By Shaun Connolly, Political Correspondent
TRANSPORT Minister Martin Cullen switched on the green light for Dublin’s new Metro system yesterday - but opposition parties predicted a swift derailment for the ambitious plans.
Mr Cullen told Cabinet colleagues public consultations on the underground link between St Stephen’s Green and Swords, via the airport, would get under way next week.
Route and station selections will also begin in earnest, Mr Cullen insisted as he promised to meet the 2012 deadline for the project pledged in the €34 billion Transport 21 plan.
"These developments represent significant staging posts on the delivery of one of Transport 21’s key projects - Metro North. We are now ready to start the physical groundwork on building the Metro service," Mr Cullen said.
But Fine Gael’s transport spokeswoman Olivia Mitchell warned commuters to expect a long journey to completion.
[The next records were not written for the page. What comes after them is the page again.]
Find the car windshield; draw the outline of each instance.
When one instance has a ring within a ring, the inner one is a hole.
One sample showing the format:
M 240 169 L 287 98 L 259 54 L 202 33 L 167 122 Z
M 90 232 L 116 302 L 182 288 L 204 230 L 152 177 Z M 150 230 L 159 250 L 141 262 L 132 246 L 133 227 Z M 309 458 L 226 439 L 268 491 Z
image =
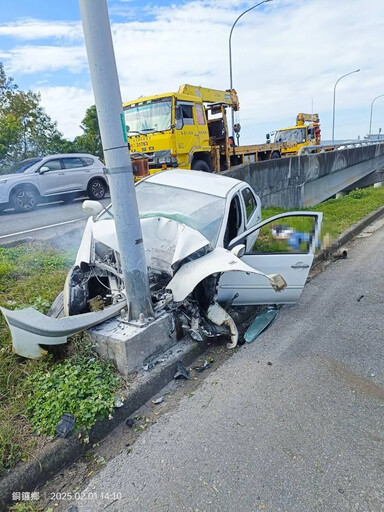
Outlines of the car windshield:
M 196 229 L 213 245 L 216 243 L 224 217 L 224 198 L 148 181 L 136 186 L 136 197 L 140 218 L 166 217 Z M 109 206 L 97 220 L 112 216 Z
M 161 132 L 171 128 L 172 99 L 148 100 L 124 107 L 128 135 Z
M 28 158 L 11 167 L 5 174 L 21 174 L 41 160 L 42 158 Z
M 280 130 L 276 132 L 275 142 L 305 142 L 305 128 L 293 128 L 292 130 Z

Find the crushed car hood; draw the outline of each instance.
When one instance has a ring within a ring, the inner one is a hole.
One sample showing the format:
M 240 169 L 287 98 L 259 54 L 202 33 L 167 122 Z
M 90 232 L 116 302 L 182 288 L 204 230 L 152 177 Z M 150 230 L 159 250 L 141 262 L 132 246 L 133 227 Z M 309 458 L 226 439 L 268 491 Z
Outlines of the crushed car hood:
M 177 264 L 193 253 L 211 244 L 199 231 L 181 222 L 165 217 L 140 219 L 147 266 L 173 275 Z M 94 222 L 88 220 L 77 254 L 76 264 L 91 261 L 92 238 L 119 252 L 119 244 L 113 219 Z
"This was originally promised to be up and running by next year, now 2012 is looking extremely dubious," she said.
"The worst thing is that we still have absolutely no idea how much it will cost. Figures ranging from €1.5bn to €5bn have been bandied about.
"This is very worrying as it means the Government has the same kind of financial grip on this project as it had on others like the Port Tunnel which ran massively over budget. We are still only just beginning the public consultation stage, we still must get through the public inquiry and the tendering process before a shovel hits the ground."
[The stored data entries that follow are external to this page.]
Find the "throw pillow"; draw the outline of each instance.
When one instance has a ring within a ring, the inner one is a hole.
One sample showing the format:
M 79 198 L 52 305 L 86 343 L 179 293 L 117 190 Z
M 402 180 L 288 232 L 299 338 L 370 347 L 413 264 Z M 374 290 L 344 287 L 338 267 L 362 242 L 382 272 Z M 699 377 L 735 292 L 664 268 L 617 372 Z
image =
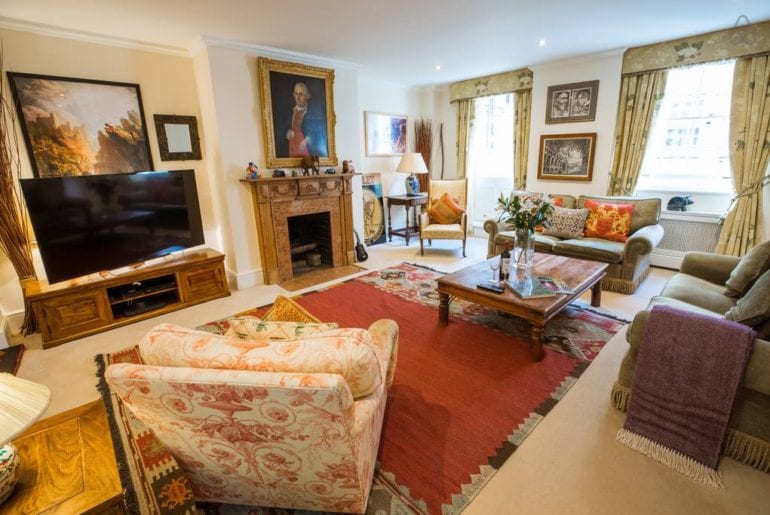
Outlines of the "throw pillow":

The Department of Transport said no detailed costings could be made public yet due to the competitive nature of the tendering process.
The Metro North link is a key component in the Transport 21 infrastructural agenda and is intended to provide a high speed link between a "Grand Central Station-style" travel hub at St Stephen’s Green in the city centre to the airport.
Labour’s transport spokeswoman Roisin Shorthall was also sceptical about the planned timetable.
"The Rail Procurement Agency are saying that construction will not start until 2009 at best, so I don’t think it’s looking very good for 2012 - three years is not long enough to do it all, and all the while commuters continue to suffer," she said.